Ma Fabio lentamente l'allontanò da sé e lei si sentì scaraventare nel luogo più freddo dell'universo.
- Io amo te e non lui, è te che voglio, sei tu la mia vita.
Non ti rendi conto di quanto io ti ami? -
- Io invece credo che tu non ti renda conto di quanto ami lui. -
- Ma che diavolo dici? Se amassi lui non sarei così disperata a sentirti dire che... Vuoi chiudere con me? Vuoi lasciarmi? -
Anna sentì la voce di Fabio rimbombare come in un'eco che si perdeva nel rumore delle onde, fino a essere inghiottita. Non sentì le parole che seguirono, vide solo il movimento delle labbra senza raccoglierne il suono. Poi lo vide allontanarsi, risalire la duna deserta e sparire.
Rimase attonita, come un mucchietto di cristalli rotti gettati lì sulla spiaggia, in attesa che l'onda, un po' alla volta, li avvolgesse e se li portasse via.
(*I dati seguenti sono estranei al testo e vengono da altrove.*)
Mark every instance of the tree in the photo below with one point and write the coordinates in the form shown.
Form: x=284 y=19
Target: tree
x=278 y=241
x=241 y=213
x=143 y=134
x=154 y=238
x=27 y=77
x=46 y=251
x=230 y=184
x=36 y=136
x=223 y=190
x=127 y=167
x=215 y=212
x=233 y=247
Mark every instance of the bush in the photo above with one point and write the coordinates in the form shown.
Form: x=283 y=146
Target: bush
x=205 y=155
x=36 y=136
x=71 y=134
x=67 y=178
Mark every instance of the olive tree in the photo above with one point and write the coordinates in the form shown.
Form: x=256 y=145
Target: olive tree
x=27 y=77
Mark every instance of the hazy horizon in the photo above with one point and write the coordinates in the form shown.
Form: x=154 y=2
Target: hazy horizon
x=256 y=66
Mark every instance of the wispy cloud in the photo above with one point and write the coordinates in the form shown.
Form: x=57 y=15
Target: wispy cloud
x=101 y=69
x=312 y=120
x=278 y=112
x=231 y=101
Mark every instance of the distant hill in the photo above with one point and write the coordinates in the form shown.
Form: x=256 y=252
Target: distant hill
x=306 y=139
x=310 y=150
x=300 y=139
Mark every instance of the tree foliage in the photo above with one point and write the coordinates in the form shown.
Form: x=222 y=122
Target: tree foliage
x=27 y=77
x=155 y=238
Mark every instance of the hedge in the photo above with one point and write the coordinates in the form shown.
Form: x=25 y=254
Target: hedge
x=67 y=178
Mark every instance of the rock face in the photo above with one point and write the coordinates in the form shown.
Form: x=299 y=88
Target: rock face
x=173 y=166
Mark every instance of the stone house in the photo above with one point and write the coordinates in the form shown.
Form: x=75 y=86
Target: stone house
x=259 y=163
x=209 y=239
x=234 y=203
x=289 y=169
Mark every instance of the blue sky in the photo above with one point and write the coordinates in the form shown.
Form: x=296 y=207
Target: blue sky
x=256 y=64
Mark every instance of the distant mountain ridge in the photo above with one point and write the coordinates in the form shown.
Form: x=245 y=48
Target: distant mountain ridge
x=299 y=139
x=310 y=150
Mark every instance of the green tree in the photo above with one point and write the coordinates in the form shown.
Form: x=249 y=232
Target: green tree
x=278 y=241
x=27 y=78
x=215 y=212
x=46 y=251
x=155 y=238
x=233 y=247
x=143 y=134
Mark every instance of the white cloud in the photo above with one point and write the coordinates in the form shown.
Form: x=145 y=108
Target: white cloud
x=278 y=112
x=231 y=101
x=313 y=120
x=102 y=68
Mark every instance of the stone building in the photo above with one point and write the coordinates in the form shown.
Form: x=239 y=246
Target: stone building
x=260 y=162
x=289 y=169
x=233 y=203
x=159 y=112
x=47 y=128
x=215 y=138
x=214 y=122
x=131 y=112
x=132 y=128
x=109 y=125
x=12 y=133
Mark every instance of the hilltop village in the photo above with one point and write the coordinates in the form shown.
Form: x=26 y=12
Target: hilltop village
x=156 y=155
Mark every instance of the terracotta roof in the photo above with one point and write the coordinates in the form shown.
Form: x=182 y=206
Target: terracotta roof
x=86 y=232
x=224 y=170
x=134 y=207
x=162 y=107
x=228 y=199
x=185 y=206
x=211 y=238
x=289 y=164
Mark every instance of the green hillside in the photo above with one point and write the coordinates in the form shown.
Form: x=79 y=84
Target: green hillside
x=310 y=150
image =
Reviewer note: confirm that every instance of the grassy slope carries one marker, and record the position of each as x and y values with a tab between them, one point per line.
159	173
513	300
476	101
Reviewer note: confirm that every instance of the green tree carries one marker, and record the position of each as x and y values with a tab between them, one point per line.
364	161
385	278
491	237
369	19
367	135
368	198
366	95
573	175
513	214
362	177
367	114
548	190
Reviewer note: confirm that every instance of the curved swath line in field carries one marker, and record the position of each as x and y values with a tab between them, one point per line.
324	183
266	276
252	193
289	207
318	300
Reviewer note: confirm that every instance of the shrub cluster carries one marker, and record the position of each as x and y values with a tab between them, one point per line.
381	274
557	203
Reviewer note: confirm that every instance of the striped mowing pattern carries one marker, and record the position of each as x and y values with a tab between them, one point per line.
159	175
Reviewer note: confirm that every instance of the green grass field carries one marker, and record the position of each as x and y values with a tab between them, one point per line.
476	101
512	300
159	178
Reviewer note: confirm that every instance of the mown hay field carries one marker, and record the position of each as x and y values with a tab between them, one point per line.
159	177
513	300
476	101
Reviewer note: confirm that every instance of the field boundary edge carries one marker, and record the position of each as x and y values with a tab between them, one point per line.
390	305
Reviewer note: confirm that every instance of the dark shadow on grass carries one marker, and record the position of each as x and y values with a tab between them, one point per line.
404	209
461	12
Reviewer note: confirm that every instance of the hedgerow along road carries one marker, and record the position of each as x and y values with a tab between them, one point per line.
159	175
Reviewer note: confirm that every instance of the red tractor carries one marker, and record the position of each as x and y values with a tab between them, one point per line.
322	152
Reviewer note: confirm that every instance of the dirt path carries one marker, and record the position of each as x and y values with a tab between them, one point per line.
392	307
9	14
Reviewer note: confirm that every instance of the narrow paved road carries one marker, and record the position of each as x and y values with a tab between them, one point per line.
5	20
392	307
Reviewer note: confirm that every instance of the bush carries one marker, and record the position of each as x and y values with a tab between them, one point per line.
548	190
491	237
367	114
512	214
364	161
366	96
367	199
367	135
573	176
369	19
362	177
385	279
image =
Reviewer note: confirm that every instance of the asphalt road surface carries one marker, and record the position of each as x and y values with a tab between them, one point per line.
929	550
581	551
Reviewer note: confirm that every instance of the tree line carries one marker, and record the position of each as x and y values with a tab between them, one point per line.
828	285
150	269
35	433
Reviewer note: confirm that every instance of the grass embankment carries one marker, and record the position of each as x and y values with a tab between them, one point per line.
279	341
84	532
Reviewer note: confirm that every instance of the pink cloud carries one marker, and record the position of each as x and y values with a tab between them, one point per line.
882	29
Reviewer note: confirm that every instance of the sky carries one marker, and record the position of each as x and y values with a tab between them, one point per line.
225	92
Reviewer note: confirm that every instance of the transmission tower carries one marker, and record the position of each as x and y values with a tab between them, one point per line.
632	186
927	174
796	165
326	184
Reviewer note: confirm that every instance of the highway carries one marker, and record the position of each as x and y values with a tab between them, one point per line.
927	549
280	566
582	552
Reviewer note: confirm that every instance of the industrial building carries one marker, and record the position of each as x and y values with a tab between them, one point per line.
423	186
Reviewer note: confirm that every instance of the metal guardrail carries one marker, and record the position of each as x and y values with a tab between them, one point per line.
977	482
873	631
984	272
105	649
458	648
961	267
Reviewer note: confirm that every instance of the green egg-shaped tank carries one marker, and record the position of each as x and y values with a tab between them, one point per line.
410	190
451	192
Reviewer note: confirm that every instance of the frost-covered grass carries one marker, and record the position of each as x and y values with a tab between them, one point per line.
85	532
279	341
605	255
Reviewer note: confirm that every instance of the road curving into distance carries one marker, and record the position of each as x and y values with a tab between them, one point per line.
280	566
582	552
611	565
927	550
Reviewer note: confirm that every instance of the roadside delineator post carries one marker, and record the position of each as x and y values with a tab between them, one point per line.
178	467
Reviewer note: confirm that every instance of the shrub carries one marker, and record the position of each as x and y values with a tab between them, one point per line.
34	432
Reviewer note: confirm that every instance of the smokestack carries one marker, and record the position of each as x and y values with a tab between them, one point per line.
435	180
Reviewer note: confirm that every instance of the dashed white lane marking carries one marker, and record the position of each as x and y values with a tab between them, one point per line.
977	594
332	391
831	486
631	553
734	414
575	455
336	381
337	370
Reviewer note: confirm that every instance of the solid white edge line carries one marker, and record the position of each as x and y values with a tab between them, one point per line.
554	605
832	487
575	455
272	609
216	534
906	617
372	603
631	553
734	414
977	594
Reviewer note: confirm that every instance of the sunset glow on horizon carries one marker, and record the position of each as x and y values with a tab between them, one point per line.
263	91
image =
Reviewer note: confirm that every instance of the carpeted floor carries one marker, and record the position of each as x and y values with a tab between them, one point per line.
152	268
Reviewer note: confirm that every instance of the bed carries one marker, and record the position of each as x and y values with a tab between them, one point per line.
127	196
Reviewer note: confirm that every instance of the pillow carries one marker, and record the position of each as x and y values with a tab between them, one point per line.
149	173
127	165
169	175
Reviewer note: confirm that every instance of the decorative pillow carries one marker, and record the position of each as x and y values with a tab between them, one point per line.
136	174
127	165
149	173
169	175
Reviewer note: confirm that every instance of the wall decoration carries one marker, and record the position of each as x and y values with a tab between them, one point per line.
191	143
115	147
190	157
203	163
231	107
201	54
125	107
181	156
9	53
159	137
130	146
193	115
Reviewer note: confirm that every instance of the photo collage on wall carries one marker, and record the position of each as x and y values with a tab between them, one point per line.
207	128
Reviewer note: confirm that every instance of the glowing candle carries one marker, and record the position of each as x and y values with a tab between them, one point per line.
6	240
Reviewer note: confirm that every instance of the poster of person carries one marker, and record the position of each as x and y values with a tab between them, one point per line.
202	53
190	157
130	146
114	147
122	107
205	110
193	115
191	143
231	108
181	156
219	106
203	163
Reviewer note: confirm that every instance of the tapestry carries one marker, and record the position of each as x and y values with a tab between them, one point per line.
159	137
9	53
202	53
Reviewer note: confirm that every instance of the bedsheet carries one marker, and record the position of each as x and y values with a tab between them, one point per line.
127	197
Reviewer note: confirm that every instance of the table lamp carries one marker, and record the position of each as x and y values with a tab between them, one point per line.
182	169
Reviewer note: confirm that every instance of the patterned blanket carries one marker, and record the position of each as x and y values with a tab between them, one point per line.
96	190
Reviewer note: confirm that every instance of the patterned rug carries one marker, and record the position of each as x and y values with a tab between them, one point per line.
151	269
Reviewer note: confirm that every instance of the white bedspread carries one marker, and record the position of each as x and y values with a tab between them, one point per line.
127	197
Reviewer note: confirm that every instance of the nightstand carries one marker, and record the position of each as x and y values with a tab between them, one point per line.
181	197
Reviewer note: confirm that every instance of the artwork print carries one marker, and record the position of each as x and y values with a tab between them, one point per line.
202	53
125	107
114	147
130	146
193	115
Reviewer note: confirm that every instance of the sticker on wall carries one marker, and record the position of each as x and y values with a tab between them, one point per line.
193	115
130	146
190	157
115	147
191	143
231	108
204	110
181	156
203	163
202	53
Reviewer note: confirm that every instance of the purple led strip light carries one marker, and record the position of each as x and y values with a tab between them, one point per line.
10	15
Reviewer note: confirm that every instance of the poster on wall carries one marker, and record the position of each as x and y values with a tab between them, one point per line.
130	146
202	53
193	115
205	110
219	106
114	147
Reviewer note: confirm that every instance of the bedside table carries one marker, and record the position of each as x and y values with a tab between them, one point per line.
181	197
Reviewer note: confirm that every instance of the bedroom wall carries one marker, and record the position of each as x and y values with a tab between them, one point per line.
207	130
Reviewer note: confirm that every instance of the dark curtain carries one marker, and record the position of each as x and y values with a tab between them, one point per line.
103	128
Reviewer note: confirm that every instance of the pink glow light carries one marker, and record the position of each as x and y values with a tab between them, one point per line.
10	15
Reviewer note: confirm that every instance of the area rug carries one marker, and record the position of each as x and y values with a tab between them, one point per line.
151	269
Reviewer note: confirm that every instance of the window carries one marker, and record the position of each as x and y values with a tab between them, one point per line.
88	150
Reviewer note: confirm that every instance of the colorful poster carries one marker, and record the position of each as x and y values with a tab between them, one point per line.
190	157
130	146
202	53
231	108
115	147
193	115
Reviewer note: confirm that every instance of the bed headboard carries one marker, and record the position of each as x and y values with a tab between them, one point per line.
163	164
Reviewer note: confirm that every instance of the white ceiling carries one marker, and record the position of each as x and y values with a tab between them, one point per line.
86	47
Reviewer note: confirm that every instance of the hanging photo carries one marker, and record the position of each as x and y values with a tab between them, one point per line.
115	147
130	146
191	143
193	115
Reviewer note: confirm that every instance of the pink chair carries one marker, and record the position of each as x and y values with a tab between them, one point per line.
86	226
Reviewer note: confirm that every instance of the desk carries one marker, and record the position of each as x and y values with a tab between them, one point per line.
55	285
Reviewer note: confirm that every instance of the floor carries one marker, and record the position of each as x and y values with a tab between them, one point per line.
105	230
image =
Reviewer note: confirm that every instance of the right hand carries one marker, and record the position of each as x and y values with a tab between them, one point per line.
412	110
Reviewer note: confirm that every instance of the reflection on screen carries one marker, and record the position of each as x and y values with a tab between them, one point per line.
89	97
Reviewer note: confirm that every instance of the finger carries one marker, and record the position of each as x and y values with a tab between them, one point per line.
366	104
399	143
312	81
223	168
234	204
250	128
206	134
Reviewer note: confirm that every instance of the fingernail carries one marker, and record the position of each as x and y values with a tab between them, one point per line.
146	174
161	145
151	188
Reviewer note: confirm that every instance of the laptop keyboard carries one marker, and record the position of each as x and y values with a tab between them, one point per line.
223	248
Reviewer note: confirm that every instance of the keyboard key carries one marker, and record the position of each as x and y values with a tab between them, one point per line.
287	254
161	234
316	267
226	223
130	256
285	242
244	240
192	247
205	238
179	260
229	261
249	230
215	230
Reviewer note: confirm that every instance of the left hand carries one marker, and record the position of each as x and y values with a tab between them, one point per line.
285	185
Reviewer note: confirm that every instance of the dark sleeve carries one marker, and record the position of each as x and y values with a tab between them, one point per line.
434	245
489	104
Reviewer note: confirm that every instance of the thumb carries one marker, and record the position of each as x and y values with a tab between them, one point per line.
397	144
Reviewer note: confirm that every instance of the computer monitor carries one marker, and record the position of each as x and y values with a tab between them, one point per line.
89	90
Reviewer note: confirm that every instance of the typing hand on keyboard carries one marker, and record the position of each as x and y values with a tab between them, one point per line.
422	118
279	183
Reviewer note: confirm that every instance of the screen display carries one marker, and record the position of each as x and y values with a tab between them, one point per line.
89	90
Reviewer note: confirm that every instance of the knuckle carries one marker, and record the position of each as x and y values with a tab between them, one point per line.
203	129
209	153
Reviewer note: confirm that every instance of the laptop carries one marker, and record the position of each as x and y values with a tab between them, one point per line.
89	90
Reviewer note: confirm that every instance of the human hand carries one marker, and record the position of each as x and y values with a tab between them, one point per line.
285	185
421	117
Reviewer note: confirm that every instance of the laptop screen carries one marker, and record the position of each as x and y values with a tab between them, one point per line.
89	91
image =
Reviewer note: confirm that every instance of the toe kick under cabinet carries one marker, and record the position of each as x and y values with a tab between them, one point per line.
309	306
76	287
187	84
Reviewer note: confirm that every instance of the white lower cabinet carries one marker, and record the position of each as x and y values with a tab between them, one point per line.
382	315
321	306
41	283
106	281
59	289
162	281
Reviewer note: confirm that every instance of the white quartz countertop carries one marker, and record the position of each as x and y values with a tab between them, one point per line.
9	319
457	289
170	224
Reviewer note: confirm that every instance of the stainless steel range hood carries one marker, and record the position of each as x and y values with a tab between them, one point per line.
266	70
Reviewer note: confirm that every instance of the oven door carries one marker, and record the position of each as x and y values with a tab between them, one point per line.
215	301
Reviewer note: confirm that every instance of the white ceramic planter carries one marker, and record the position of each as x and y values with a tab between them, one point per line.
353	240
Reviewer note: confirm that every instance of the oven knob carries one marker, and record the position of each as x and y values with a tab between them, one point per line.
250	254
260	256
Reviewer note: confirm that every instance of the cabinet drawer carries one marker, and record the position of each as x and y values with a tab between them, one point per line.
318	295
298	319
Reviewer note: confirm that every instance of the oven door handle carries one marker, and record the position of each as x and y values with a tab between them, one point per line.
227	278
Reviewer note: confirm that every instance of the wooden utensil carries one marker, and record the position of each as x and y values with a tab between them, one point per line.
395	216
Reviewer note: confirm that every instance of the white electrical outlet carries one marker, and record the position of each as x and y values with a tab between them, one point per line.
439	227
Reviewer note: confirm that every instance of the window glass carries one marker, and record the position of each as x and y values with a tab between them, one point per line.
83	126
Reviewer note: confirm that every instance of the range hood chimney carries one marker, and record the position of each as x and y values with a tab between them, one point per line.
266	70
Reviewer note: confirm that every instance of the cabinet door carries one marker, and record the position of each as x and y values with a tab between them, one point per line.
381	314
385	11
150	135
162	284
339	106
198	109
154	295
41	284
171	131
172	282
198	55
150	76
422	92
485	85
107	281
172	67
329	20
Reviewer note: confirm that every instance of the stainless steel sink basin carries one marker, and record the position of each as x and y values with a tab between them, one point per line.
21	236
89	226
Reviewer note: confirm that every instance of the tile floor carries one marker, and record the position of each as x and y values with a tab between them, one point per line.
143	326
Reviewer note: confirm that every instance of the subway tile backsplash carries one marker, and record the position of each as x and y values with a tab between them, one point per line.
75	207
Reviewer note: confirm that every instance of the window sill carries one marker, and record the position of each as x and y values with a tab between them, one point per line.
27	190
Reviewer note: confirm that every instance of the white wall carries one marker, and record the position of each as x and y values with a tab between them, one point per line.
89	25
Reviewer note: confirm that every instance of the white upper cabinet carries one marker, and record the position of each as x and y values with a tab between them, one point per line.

Il tempo evaporò nella sua coscienza e quando risalì le dune, come fossero montagne, e sbucò sulla strada dove aveva lasciato la bicicletta, era quasi l'imbrunire.
Percorse il tragitto dal mare fino a casa in una disperazione priva di ogni tipo di sostegno, singhiozzando fino ad accusare dolori al petto.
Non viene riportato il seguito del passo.